Tuesday, January 18, 2011

Sabotage No More

Good Afternoon-

I started this blog to help me talk thru my emotions.  I figured since my emotions got me here maybe in turn they would take me out.  Instead of dealing with my emotions I would stuff them deep down side by stuffing my face full of food. 

Figuring this all out leaves you vulnerable and naked, but at the same time, it feels good to shed the layers and find myself.  Those who love me unconditionally thru this journey will be there in the end, but it's also hard parting with those who don't.

When you start losing weight, while you think everyone will be supportive, you will also find those who quietly try to sabotage you.  It's easier for them to do that so they feel less guilty or bad about who they are. 

I went to a seminar this weekend and it really opened my eyes to finding who those saboteurs are around me and how I allow myself to be open to them.  Today I choose to be different and stand tall and strong against them.  I will no longer allow myself to be distracted by them.  Please remind me of this when I am feeling weak.

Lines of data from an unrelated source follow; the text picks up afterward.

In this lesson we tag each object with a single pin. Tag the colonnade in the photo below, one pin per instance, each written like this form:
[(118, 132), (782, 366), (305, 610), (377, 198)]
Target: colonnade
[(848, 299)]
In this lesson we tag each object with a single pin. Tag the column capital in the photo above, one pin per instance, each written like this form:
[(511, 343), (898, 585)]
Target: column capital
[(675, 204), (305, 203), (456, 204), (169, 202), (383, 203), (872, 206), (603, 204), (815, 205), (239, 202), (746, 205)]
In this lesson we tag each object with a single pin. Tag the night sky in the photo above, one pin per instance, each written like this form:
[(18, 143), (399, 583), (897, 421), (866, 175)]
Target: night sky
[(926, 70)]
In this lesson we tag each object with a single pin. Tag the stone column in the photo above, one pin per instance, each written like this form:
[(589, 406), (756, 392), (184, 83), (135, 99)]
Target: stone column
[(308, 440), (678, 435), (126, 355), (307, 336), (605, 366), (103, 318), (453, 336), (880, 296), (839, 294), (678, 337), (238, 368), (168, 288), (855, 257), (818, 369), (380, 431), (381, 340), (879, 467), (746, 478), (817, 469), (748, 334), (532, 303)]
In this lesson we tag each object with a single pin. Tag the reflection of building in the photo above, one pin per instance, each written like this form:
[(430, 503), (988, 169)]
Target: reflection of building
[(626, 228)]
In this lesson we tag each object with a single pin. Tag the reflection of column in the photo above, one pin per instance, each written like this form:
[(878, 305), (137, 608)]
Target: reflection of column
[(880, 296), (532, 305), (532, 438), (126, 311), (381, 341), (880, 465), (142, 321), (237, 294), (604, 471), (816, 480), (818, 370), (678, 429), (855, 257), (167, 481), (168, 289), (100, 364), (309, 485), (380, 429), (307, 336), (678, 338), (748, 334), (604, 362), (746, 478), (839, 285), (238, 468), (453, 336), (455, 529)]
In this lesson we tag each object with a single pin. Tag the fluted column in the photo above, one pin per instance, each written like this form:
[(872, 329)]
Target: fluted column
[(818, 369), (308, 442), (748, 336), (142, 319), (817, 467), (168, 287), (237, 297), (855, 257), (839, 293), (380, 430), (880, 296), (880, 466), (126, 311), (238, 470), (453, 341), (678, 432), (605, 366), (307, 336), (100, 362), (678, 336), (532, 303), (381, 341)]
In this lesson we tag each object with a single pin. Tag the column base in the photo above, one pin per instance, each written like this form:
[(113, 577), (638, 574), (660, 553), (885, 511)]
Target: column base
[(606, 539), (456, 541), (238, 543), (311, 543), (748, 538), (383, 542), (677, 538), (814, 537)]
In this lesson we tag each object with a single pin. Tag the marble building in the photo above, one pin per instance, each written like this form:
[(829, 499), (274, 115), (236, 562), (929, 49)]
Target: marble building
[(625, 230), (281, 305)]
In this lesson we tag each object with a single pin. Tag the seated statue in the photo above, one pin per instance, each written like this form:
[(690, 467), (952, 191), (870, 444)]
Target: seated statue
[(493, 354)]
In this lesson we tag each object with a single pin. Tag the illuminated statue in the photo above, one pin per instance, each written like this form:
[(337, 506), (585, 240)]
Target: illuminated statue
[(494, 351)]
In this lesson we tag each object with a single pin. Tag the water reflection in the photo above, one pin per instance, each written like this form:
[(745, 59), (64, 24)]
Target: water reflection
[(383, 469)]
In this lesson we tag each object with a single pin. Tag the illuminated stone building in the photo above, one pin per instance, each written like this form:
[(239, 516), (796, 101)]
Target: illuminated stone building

Sunday morning I started a new breakfast routine.  Veggies in my eggs.  Oh yes, I never liked veggies as a child.  Slowly I am learning to like them.   I figured if I eat them often enough they will grow on me as my other new food choices did.  I'm happy to say as of this morning, I'm down 42lbs from my biggest weight.  I know if I keep making the right choices I'll be able to keep adding to that number.